17 September 2005 | konover
The comparison to Sleuth, the earlier stage-play-turned-film, is obvious and upon my first viewing I too thought Sleuth was better, but Deathtrap has, at least for me, many more repeat viewings in it than Sleuth.
I purchased Deathrap in the bargain bin at Wal-Mart, figuring that it had Caine and the underrated Reeve and was worth the 6 bucks. It was one of the finest DVD purchases I could've picked up.
It's one of those best-kept-secrets that movie buffs always are always delighted to discover. And it's totally worth repeat viewings.

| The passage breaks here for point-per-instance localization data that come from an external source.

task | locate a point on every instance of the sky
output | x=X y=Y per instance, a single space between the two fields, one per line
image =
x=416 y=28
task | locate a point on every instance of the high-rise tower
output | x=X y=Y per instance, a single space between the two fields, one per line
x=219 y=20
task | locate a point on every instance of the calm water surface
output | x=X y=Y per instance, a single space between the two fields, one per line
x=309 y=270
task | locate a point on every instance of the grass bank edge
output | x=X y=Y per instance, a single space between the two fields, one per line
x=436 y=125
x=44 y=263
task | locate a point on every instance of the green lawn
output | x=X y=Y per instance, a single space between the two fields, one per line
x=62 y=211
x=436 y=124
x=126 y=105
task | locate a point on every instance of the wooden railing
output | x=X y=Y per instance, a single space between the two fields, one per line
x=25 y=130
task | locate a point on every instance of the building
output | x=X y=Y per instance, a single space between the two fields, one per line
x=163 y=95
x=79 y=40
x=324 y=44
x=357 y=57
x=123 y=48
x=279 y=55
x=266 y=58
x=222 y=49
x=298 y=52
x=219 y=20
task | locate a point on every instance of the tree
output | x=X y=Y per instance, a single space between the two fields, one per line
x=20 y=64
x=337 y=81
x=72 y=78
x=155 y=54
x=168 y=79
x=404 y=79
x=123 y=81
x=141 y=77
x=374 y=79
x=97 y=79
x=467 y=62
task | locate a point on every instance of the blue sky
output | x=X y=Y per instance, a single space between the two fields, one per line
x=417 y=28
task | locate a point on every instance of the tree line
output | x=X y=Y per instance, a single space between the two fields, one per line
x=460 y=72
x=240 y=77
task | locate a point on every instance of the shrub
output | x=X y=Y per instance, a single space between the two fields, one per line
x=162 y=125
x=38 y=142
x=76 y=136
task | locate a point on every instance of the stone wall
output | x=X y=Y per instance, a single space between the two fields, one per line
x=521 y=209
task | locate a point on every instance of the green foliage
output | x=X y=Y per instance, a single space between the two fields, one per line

Though Laurence Olivier and Michael Caine turned in bravado performances in Sleuth, I was doubly impressed with Christopher Reeve as Clifford Anderson. Reeve, rightfully associated with his now legendary portrayal of Superman, stole the show in what should've been an Oscar worthy performance. I've always felt Reeve was a type-cast actor who didn't get much of a chance to shine outside of the Superman films and a few other flawed but entertaining films like Somewhere in Time, but this film shows that his potential was truly tapped and put to use, thank goodness.
I absolutely relished Michael Caine's performance. He was glib, deliciously manipulative and sadistic. And watching him work with Reeve and Dyan Cannon was an absolute pleasure. In fact, it was thanks to this movie that I got into a "Michael Caine phase" and started renting as much of his stuff as humanly possible.
As for Deathtrap, there's enough juicy dialogue in here to fill up its "memorable quotes" section. (Unfortunately, much of the dialogue would inherently spoil the immensely entertaining plot).
It's really, really hard to talk about the movie without spoiling important plot points that are infinitely more fun to discover on your own. Needless to say, it's a must-see. But for me, it was the greatest and most rewarding blind purchase of all time.
Repeat viewings are a must.
And it deserves to sit alongside Sleuth on your DVD shelf.
I'll leave you with this beautifully written quote from the film: "I wonder if it wouldn't be...well...just a trifle starry-eyed of me to enter into such a risky and exciting collaboration...where I could count on no sense of moral obligation...whatsoever."